Everyone from political junkies to average citizens has an opinion on the January 2018 government shutdown, and some may have bets on its duration. However, while the government continues to flounder, the private sector economy continues to run. How does the shutdown affect OSHA and MSHA enforcement?

The two federal safety agencies are part of the Department of Labor (DOL), which will retain some “key employees” working at all of its agencies. But, total headcount will be down dramatically. For general background, during the shutdown, most civilian federal employees (not uniformed military personnel) are furloughed and will not be paid.

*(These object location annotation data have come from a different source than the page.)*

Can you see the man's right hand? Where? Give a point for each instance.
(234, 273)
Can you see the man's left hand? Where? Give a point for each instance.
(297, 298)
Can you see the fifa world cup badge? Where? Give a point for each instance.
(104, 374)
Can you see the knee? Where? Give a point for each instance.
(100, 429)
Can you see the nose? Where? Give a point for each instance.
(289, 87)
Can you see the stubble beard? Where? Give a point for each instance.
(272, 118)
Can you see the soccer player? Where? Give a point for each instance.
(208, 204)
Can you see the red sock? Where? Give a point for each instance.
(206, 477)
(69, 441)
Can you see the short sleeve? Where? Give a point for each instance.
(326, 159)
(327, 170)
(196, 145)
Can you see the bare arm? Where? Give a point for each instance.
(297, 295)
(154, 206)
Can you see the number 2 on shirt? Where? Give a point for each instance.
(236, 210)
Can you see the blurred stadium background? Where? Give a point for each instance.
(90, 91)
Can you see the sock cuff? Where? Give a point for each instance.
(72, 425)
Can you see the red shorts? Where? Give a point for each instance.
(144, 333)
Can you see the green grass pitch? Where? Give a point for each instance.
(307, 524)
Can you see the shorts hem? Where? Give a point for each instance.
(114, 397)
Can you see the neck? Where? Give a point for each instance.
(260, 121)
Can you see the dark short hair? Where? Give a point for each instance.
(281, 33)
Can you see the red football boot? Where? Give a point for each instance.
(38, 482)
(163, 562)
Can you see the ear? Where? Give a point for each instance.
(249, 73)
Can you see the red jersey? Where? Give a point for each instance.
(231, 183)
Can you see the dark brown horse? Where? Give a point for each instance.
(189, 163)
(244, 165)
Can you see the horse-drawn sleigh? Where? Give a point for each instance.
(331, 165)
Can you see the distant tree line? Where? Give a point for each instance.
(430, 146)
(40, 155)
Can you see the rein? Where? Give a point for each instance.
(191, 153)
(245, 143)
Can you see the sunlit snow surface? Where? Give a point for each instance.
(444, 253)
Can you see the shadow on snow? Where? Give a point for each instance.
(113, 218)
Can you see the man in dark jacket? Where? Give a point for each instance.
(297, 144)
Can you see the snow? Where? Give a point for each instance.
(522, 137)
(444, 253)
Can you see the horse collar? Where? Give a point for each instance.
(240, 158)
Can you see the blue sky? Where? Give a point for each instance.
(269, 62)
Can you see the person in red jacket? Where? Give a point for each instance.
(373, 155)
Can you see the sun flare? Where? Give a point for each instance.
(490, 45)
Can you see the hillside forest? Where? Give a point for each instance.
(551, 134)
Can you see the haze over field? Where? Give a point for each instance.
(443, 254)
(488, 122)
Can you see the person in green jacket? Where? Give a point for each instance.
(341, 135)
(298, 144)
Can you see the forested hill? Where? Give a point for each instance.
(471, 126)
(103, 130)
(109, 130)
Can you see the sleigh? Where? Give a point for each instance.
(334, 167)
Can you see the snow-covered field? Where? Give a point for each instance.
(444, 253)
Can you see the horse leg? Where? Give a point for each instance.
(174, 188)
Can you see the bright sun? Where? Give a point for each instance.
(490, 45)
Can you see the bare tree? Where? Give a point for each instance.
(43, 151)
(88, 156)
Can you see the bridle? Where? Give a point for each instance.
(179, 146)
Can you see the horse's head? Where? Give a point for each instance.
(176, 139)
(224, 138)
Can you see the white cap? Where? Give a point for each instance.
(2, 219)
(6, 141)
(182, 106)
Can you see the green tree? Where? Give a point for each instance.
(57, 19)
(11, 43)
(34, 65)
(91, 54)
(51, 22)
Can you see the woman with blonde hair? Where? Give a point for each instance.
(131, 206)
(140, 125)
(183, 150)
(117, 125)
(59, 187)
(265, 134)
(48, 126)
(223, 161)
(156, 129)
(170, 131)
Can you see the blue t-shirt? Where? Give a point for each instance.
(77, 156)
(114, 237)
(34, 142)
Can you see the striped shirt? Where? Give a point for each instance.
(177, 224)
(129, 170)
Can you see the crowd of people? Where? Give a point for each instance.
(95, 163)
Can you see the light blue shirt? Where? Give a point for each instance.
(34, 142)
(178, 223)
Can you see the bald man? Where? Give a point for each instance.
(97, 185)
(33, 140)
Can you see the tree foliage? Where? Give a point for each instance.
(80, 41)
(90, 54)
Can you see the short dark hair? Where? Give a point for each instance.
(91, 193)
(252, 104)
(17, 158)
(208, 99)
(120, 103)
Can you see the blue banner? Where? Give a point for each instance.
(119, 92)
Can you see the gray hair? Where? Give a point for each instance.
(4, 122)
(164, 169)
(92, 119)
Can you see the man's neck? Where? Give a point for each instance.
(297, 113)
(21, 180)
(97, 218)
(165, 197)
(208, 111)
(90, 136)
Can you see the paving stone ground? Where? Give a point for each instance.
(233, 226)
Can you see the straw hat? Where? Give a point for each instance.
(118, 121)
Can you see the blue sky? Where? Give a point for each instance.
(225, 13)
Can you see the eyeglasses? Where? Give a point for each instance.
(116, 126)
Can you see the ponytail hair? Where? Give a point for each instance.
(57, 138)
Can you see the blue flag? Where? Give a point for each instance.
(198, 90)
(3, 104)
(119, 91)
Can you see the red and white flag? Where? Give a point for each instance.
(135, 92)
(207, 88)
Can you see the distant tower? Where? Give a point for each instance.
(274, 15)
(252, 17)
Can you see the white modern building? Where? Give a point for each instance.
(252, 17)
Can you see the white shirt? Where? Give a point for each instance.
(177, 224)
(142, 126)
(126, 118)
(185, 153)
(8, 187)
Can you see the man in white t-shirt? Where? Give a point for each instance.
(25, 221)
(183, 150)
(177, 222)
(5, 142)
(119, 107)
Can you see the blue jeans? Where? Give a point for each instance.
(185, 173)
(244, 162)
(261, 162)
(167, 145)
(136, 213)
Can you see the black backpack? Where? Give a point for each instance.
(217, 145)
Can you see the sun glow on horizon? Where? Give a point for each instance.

According to a January 19, 2018 memo by Kate O’Scannlain, the Department of Labor’s Solicitor, OSHA will have 372 employees working during the shutdown (out of its 1,934 total current employees). MSHA will have 1,099 employees working during the shutdown (out of 2,054 total employees).

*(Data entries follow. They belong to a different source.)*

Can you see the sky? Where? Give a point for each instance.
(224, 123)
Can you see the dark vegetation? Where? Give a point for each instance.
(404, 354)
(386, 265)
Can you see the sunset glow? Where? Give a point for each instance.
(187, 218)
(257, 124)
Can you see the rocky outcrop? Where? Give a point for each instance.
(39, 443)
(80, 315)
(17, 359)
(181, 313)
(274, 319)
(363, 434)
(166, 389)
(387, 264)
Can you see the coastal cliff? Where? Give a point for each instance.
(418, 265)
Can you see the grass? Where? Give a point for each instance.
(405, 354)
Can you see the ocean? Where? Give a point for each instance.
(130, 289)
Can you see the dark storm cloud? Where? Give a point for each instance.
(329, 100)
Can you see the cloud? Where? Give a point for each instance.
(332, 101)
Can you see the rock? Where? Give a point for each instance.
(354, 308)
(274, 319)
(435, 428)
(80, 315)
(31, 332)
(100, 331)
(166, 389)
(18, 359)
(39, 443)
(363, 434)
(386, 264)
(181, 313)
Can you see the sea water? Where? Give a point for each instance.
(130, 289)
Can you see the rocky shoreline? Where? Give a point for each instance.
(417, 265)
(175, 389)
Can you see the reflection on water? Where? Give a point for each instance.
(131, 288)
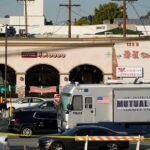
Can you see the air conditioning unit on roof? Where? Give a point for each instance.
(115, 82)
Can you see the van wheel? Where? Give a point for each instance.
(57, 146)
(26, 131)
(112, 146)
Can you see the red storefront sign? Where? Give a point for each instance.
(34, 89)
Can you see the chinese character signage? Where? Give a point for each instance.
(129, 72)
(42, 55)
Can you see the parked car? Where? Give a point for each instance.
(25, 102)
(45, 105)
(55, 143)
(33, 122)
(4, 142)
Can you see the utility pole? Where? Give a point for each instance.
(26, 14)
(26, 17)
(69, 15)
(124, 15)
(6, 62)
(124, 18)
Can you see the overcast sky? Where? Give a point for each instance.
(58, 15)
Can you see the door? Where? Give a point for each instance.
(88, 110)
(76, 113)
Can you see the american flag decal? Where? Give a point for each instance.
(103, 100)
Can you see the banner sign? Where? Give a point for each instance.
(42, 90)
(42, 55)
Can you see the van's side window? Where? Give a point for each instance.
(88, 102)
(77, 103)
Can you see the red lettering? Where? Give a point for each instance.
(135, 54)
(127, 54)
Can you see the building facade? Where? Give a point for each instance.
(54, 63)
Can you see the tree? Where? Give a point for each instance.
(107, 11)
(6, 16)
(147, 16)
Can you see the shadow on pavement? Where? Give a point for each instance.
(22, 148)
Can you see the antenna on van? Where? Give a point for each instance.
(136, 79)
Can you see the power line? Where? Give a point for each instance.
(139, 18)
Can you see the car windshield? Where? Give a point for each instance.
(65, 100)
(70, 132)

MSHA Assistant Secretary Zatezalo submitted a contingency plan for MSHA operations during the shutdown. With the exception of key personnel and the people performing the activities below, MSHA staff will be furloughed and will not be paid.

However, MSHA will continue to inspect mines, including:

  • Regular inspections required by the Mine Act (“twos and fours” – twice a year on the surface and four times a year underground).
  • Targeted inspections at mines that have been prioritized based on the individual mines’ histories.
  • Investigating accidents and miners’ safety complaints.

OSHA’s contingency plan was not revised leading into this shutdown. Instead, it pulled off the shelf the plan written by former Assistant Secretary David Michaels during the last administration. Part of the reason for relying on the previous administration’s plan may be that the Senate didn’t yet get around to voting to confirm the new administration’s OSHA nominee, Scott Mugno.

OSHA’s key employees, who will continue to work and accrue time to be paid after the government resumes operations, include the Regional Administrators, Area Directors, and one senior safety Compliance Safety & Health Officer and one senior industrial hygienist in each area office.

OSHA will carry out emergency enforcement activities in the following areas:

  • Imminent danger inspections.
  • Investigations of workplace fatalities and catastrophes.
  • Investigations of safety complaints received from first responders, media sources, or employees where hazardous conditions could have a high risk of death or serious physical harm.
  • Scheduling of follow-up inspections for high gravity serious violations with no abatement.
  • Enforcement activities on open cases as necessary to meet the six-month statutory deadlines to issue citations.

DOL’s Office of Administrative Law Judges (OALJ) has suspended all “non-essential” operations during the shutdown. All staff are furloughed until the government resumes appropriations.